Another technique under consideration for prevention of aneurysm growth is the use of liquid polymers to fill aneurysms. The concept steins from the fact that aneurysm recurrence is reduced with a greater density of coil packing.79 In an in vitro study, Piotin et al79 demonstrated that dense coil packing represented filling of only 30 to 40% of the volume of the aneurysm dome. The implication is that the less residual volume left unfilled after treatment (i.e., the greater the density of packing), the lower the risk of aneurysm recurrence. Because coil filling is incomplete even in the most densely packed aneurysms, increased filling may require the use of a different medium. Animal studies have demonstrated excellent filling of aneurysms using cellulose acetate polymer (CAP).80,81 Subsequent clinical application was promising as well.82–84 Histological evaluation suggests that reendothelialization is more rapid and complete with CAP than with GDC.80 However, the same study suggests that complete filling of the aneurysm is more technically feasible with GDC than with CAP, underscoring the relative benefits of each.

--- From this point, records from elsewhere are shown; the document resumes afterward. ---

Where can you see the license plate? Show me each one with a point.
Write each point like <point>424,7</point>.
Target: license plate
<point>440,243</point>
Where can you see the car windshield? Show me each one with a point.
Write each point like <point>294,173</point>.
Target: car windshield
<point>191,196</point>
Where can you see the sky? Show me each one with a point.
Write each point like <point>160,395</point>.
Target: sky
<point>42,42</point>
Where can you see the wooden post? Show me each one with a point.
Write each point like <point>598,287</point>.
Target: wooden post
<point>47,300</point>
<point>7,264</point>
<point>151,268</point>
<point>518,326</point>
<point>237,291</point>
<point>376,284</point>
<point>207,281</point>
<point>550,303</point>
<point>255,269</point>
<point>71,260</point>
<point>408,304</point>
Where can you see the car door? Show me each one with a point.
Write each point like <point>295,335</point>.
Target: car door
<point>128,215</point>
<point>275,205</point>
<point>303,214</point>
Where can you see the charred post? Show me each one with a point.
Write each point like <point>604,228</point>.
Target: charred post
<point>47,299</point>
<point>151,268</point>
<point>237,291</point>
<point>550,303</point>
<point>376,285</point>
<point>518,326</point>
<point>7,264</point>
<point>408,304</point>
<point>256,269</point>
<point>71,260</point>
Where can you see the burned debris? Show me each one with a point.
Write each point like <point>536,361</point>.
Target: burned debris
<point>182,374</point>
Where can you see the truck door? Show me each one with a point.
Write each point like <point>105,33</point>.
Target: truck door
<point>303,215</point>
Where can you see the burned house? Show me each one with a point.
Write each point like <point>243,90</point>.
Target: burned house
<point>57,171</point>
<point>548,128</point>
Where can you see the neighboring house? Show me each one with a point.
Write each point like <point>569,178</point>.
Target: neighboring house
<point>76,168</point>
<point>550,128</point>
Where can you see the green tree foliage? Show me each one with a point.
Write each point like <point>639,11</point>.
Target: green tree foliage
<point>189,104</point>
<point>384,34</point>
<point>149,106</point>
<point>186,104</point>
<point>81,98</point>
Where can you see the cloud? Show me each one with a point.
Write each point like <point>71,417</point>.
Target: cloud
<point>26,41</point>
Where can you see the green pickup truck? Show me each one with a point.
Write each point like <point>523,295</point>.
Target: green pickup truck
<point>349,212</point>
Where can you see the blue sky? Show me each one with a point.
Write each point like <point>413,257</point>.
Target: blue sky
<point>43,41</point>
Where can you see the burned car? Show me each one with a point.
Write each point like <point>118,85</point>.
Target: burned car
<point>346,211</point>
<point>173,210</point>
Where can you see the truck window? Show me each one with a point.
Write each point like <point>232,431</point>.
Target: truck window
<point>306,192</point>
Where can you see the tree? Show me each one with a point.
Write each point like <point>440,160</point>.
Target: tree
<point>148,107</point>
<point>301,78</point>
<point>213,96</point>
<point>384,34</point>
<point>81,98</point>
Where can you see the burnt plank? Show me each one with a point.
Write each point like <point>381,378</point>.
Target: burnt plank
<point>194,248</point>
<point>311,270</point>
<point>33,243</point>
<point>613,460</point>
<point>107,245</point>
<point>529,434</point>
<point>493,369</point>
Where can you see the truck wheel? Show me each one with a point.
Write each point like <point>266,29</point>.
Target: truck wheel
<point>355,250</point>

Another agent currently under clinical evaluation in the United States is the ethylene vinyl alcohol (EVAL) copolymer dissolved in dimethyl sulfoxide (DMSO). Clinical use of the ethylene vinyl alcohol mixture for aneurysm embolization was first reported by Nishi et al85; the parent vessel was occluded in two of three cases. Preservation of the parent artery requires temporary balloon occlusion during polymer delivery and precipitation, which may limit the use of polymers. The technology remains promising, however.